Pubs continued to prove resilient to industry pressures in February achieving a 1.3% increase in like-for-like sales compared to a 1.5% decline seen in restaurants.
However, the Coffer Peach Business Tracker has shown that people continued to dine out in February despite the cold weather and negative media coverage around high-profile casual dining brands closing sites.
Looking at the industry as a whole, London fared better than other areas with like-for-likes up 0.8% compared to flat trading across the rest of the country.
Peter Martin, vice president of business insight consultancy CGA, said: “Most of the effects of the major snow disruption will show up in the March data, but even so, to come out effectively even for February as a whole shows the resilience of both the sector and consumers.
“What’s not clear is how the bad publicity around certain high-profile restaurant brands closing sites has affected the market or individual choices.”

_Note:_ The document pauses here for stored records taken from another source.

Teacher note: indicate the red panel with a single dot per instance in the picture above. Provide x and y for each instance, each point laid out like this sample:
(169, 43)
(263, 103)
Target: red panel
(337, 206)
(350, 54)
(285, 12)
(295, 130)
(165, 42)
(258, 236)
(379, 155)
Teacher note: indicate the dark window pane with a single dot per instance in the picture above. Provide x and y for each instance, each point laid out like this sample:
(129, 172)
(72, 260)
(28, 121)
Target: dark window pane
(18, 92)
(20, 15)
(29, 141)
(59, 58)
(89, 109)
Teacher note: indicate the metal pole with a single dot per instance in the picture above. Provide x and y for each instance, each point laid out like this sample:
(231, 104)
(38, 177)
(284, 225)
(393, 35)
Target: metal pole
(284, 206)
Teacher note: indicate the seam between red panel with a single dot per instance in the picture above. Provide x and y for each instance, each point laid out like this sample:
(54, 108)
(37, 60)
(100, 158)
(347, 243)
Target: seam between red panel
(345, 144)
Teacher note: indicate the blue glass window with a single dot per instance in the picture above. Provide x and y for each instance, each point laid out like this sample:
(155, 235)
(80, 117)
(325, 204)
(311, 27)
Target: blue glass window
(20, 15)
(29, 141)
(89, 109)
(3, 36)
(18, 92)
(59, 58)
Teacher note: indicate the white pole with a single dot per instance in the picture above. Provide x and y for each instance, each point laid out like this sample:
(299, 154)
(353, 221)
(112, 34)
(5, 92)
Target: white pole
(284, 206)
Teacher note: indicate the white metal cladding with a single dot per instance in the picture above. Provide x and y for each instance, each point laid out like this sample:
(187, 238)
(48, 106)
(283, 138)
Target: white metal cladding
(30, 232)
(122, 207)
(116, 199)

Mark Sheehan, managing director of Coffer Corporate Leisure, added: “Contrary to media reports the eating and drinking out market remains stable, as these figures show. The restaurant sector has had terrible press over the past few weeks but in reality, consumers are still eating out. We also continue to see pub operators out performing restaurants.”
CGA’s latest Business Leaders survey has showed that senior executives are expecting more business failures this year and are pulling back on expansion plans, amid difficult trading conditions.
Martin added: “This is already reflected in the Coffer Peach numbers. New sites are still being opened but casual dining chains in the cohort are now rolling out at a rate below that of the pub companies. Over the last 12 months, total sales growth, reflecting new openings as well as closures, was 3.8% for restaurant groups compared to 4.3% for managed pub and bar chains.
“Although the February numbers will bring some comfort to operators, they are still below inflation, and with the extra business costs around property, people and food prices, it remains a challenging trading environment.”